Knowledgeable correspondents all agree that the pro-regime forces are by and large security force members leading their allies, informers who have assisted them in the suppression of political dissent over the past 30 years since the violent military coup against President Anwar Sadat, a principal architect of the Egyptian-Israeli peace treaty brokered by President Jimmy Carter.

Violent reaction followed that successful negotiation when the Ayatolla Khomeini returned from exile in France and the people of Iran overthrew Shah Reza Pahlevi, who fled to Switzerland after being denied asylum on U.S. soil.

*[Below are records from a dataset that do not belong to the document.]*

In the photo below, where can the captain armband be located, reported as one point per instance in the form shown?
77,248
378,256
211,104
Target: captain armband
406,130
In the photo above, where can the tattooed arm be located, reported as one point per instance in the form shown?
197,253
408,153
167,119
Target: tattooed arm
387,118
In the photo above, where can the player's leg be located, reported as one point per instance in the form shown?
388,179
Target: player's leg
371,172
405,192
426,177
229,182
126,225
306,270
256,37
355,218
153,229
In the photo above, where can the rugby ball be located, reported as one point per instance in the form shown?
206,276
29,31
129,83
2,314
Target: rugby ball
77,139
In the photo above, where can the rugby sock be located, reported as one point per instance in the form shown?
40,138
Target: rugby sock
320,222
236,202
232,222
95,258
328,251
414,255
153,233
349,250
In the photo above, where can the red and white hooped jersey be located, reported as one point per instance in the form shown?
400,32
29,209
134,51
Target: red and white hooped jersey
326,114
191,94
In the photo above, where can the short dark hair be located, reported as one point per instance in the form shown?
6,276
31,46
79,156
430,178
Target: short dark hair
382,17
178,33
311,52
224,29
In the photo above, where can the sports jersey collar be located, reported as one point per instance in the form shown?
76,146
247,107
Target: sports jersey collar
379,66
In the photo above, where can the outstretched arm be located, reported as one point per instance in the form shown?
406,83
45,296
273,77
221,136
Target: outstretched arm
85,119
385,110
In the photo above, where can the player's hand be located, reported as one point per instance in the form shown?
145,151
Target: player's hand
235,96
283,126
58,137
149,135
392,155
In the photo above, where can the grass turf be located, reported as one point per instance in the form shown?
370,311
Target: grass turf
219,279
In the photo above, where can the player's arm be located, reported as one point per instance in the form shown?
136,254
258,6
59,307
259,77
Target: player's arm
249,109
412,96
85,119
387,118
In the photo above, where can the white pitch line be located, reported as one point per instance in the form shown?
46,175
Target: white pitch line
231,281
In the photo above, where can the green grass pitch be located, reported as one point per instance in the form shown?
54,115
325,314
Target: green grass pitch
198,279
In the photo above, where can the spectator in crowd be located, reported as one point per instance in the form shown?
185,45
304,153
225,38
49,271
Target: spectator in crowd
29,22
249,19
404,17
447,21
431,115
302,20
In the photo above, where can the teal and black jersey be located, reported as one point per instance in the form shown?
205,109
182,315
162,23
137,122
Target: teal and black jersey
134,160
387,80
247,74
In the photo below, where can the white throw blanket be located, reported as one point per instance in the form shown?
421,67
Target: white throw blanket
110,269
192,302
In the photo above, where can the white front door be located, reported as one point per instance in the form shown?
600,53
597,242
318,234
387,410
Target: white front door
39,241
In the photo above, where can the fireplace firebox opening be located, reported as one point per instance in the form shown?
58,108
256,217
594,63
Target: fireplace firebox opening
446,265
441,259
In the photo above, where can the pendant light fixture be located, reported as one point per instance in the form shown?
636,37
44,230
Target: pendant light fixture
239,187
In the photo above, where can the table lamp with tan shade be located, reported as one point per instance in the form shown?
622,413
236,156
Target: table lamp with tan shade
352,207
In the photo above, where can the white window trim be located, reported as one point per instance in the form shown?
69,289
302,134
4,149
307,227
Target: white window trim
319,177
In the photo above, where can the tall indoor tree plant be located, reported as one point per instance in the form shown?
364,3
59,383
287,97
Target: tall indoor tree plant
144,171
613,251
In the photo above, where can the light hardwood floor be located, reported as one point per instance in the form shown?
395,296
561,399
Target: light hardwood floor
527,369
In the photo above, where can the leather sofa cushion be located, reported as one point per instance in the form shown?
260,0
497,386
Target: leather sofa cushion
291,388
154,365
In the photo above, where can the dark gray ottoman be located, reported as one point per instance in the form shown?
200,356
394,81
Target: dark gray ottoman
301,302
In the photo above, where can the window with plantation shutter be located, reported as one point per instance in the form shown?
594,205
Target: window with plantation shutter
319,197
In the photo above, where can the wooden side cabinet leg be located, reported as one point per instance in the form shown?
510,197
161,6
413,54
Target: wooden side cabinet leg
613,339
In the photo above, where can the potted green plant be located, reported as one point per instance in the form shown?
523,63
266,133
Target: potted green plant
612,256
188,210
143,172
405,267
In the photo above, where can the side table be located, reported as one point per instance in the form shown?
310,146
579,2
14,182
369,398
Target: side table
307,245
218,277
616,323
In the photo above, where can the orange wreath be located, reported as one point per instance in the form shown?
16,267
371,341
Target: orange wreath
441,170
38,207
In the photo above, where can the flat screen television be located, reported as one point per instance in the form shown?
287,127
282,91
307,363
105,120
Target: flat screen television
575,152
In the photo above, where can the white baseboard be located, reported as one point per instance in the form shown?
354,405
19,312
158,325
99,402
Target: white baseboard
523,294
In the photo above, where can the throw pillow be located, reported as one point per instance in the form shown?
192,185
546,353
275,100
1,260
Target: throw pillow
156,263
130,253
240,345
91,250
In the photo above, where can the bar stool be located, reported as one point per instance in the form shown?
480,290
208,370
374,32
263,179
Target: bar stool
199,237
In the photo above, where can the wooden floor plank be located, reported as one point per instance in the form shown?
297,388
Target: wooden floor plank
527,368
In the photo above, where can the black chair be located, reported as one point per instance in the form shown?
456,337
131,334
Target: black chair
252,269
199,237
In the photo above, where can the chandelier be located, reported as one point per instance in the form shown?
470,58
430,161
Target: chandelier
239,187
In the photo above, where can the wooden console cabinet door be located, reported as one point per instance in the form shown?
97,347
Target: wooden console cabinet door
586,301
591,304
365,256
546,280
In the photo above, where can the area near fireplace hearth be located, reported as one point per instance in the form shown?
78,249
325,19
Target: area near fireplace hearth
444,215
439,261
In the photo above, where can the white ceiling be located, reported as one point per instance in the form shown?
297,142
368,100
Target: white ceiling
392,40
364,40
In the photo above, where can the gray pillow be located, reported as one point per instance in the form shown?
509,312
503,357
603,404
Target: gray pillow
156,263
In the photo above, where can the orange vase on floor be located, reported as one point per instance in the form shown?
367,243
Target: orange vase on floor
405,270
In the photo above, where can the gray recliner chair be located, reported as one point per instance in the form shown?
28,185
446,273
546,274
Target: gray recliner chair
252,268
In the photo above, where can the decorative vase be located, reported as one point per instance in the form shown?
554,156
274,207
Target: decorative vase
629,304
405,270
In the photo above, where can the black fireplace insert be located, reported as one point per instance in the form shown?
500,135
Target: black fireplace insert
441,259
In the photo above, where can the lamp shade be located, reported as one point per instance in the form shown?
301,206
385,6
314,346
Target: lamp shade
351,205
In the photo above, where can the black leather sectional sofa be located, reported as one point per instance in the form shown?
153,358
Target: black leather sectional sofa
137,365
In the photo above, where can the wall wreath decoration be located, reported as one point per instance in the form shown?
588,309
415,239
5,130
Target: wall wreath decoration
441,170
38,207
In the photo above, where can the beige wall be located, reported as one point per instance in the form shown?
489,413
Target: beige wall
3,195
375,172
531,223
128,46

Radical students seized the U.S. Embassy at Tehran and only relinquished the hostages 15 minutes after President Ronald Reagan was sworn in on his inauguration day. Historians have confirmed that it was arranged in back negotiations between the President-elect and the new Iranian regime.

The obdurate tactics of the Egyptian anti-regime fighters are working. The President announced yesterday that he will not seek re-election, nor will his son Gamal be installed as his successor.

It's not good enough for the revolutionaries, however; they demand his immediate ouster and the free election of a new government – now.

Freedom fighters continue to tear up sidewalks and dismantle buildings, desperate for ammunition as they fight back in the crowded square from behind barricades built with corrugated roofing metal and iron fencing ripped out of the ground. They fashion Molotov cocktails with bottles, rags and gasoline from stalled vehicles, setting them ablaze on every corner.

The chief question foremost in everyone's minds is what the military forces will do when the chips are down, as they certainly appear to be this morning, what with heavy machine gun fire and automatic small arms fire reverberating throughout central Cairo.

President Mubarak has named a top Air Force General as his new Vice President. He was the top general of the Air Force before Anwar Sadat appointed him Vice President and succeeded to the top post after Mr. Sadat was gunned down by automatic weapons fire at a military parade along with most of his cabinet in 1981.